1927

June Tripp Lands Role in Alfred Hitchcock Film

June Tripp, born June Howard-Tripp on 11 June 1901 in Blackpool, was a British-American actress best known for her work on stage and in silent films. Often credited simply as June Tripp, she primarily performed in revue theatre but also appeared in several films, most notably starring opposite Ivor Novello in Alfred Hitchcock’s silent thriller The Lodger: A Story of the London Fog (1927).

In March 1929, she married John Alan Burns, 4th Baron Inverclyde, and moved to Castle Wemyss. She was mentioned as “Topsy” in Inverclyde’s account of his travels aboard the steam yacht Beryl around the Mediterranean that summer. However, by September 1930, she had relocated to Hollywood, marking the beginning of what would become long-term American residency. In November of that year, she sought an annulment of her marriage, claiming they had “never lived together as man and wife.” A Reno court granted her a divorce in August 1931, though in Britain she remained legally married until Inverclyde was granted his own divorce in December 1933. She returned to the British stage in 1932, performing in the musical Fanfare.

In August 1937, Tripp married Edward Hillman Jr., a Chicago department store heir she had first met in California years earlier. After a chance reunion in Paris, they wed in Cannes. Though they obtained interlocutory divorces in both December 1939 and March 1947, they ultimately remained together until Hillman’s death in 1966. By this time, they had long divided their time between residences in Beverly Hills and Santa Barbara. Tripp became an American citizen in 1951.
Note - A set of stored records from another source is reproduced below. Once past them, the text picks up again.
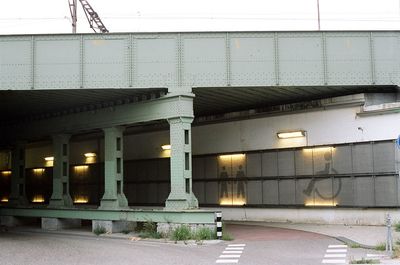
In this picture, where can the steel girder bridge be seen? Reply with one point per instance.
(60, 85)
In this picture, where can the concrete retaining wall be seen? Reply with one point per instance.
(311, 216)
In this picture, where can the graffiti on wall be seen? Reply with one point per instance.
(232, 184)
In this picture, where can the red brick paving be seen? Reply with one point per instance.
(262, 233)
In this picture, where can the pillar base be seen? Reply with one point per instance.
(18, 201)
(114, 204)
(190, 202)
(54, 224)
(167, 228)
(113, 226)
(12, 221)
(65, 201)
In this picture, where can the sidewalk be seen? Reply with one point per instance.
(363, 235)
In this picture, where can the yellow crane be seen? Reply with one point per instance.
(93, 18)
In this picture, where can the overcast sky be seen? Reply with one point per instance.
(53, 16)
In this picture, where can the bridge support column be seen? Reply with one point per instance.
(181, 196)
(114, 197)
(18, 188)
(61, 196)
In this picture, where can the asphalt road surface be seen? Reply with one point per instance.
(253, 245)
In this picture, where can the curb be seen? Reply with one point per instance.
(122, 237)
(350, 242)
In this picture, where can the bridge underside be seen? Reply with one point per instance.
(69, 121)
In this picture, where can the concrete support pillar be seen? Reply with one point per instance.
(18, 189)
(59, 224)
(61, 196)
(181, 196)
(113, 226)
(114, 197)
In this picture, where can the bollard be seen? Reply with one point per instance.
(219, 224)
(389, 239)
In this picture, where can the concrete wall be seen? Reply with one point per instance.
(325, 127)
(311, 216)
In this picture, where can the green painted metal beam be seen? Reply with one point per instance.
(168, 107)
(187, 217)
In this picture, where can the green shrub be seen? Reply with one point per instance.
(225, 234)
(125, 231)
(148, 230)
(365, 261)
(98, 230)
(380, 247)
(182, 232)
(397, 227)
(204, 233)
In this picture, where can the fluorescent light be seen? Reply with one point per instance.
(320, 149)
(38, 199)
(234, 201)
(166, 147)
(81, 199)
(293, 134)
(233, 156)
(38, 171)
(6, 172)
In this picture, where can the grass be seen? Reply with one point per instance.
(380, 247)
(204, 233)
(98, 230)
(148, 230)
(397, 227)
(226, 236)
(365, 261)
(355, 245)
(181, 233)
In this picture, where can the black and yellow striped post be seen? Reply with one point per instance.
(218, 220)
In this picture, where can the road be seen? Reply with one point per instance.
(253, 245)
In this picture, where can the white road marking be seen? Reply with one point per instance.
(236, 245)
(232, 252)
(333, 261)
(227, 261)
(375, 255)
(229, 256)
(234, 248)
(337, 246)
(336, 250)
(335, 256)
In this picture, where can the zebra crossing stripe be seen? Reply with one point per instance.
(227, 261)
(333, 261)
(337, 246)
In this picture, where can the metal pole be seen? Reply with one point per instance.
(319, 18)
(74, 17)
(219, 224)
(389, 239)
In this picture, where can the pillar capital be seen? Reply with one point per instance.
(18, 188)
(61, 196)
(114, 129)
(181, 196)
(114, 197)
(179, 120)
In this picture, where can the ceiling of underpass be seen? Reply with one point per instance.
(226, 99)
(16, 104)
(22, 104)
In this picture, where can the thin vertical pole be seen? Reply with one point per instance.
(319, 17)
(74, 17)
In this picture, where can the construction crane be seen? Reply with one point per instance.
(93, 18)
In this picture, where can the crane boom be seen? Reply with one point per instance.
(93, 18)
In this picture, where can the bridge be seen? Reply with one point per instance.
(58, 85)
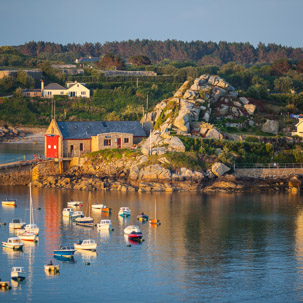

Although relatively unknown as an expatriate British film star, she appeared pro bono in the Hollywood wartime film Forever and a Day (1943), a tribute to British resilience. She also had minor, uncredited roles in A Song for Miss Julie (1945) and Les Misérables (1952), where she played the Mother Superior. Her most notable cinematic contribution in later years was narrating Jean Renoir’s film The River (1951). In 1960, she published her memoir The Glass Ladder, in which she vividly described her time at Castle Wemyss with Inverclyde and his severe housekeeper. She likened the experience to the Gothic atmosphere of Rebecca, drawing parallels with Judith Anderson’s chilling portrayal of Mrs. Danvers in Alfred Hitchcock’s 1940 film.

June Tripp passed away in New York City in 1985.